5. Have realistic expectations
Before making the decision to purchase a property, it’s essential to understand the market thoroughly. One of the most important factors to consider is the asking price of properties in the area. By researching recent sales, you can get a better idea of how much similar homes are selling for and whether the asking price is fair.
Additionally, sales data can give you an idea of how quickly properties are selling and the strength of the market.
6. Carefully consider your financing options
A mortgage is a loan used to finance the purchase of a property. The loan is secured by the property itself, meaning that if the loan isn’t repaid, the lender can repossess the property and sell it to recoup their losses. Because of the large amount of money involved, it’s important to shop around for a mortgage before making a decision.
7. Prepare for hidden costs
When purchasing a property, it’s important to be prepared for hidden costs. In addition to the purchase price, you’ll also need to budget for things like closing costs, homeowners’ association dues, property taxes, and insurance. These expenses can add up quickly, so it’s important to do your research in advance and make sure you have a realistic idea of what you can afford.
Otherwise, you could find yourself unable to make your mortgage payments and risk foreclosure. By being prepared for hidden costs, you can ensure you’re making a smart financial decision that will benefit you in the long run.

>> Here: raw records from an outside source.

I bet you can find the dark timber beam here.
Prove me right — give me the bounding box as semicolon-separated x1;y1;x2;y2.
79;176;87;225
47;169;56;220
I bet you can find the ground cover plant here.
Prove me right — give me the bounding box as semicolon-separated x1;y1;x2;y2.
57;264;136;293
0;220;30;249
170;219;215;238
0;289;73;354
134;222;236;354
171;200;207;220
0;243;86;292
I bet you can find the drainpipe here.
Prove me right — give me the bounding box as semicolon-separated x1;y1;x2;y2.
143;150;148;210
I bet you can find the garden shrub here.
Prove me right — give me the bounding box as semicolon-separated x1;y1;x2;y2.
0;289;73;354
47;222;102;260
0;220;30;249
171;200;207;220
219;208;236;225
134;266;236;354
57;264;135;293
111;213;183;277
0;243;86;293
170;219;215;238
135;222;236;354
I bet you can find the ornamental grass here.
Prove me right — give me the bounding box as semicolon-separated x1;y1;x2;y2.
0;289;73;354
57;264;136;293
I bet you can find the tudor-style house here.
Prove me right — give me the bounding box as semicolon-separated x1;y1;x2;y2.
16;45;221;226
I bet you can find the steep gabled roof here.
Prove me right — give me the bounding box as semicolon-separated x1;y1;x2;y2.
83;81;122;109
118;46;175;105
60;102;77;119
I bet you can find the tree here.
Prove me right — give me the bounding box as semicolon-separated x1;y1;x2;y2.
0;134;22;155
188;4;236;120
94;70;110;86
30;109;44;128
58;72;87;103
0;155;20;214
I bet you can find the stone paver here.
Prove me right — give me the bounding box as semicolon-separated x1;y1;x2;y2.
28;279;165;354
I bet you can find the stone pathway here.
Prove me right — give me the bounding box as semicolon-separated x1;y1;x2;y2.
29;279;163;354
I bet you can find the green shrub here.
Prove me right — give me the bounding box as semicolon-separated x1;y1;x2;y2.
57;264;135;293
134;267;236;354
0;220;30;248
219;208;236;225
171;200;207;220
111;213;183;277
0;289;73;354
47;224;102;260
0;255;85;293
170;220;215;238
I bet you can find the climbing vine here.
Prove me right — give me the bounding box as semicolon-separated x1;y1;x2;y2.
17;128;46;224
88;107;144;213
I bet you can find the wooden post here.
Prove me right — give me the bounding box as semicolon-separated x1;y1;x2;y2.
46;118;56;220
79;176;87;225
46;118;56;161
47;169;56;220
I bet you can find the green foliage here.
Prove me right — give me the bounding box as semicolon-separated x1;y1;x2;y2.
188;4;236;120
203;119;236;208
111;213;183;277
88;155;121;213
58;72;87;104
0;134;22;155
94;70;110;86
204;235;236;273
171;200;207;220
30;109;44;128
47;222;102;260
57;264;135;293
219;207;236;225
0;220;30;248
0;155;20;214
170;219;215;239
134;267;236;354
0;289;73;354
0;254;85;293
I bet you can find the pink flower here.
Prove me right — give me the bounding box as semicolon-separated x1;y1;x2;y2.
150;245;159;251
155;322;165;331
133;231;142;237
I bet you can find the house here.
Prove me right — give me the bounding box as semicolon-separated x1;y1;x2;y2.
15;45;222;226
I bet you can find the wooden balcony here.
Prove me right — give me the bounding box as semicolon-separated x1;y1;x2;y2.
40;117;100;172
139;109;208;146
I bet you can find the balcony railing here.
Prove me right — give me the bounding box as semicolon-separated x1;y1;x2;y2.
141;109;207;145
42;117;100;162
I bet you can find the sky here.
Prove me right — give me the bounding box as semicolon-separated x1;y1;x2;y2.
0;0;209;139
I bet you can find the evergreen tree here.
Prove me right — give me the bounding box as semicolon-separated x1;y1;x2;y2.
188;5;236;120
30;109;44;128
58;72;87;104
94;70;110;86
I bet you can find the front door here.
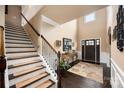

8. Have realistic time expectations
The loan process can be long and complicated, so it’s important to have realistic timeframes. It’s important to remember that loan approval takes time and there are several steps involved.
During the application process, lenders review your credit history, employment history, and financial situation. Once they have all the information they need, they’ll make a decision on whether to approve your loan. In some cases, approval can take a few days or even a week. That’s why it’s important to be patient and understand that these types of things can’t always be done immediately.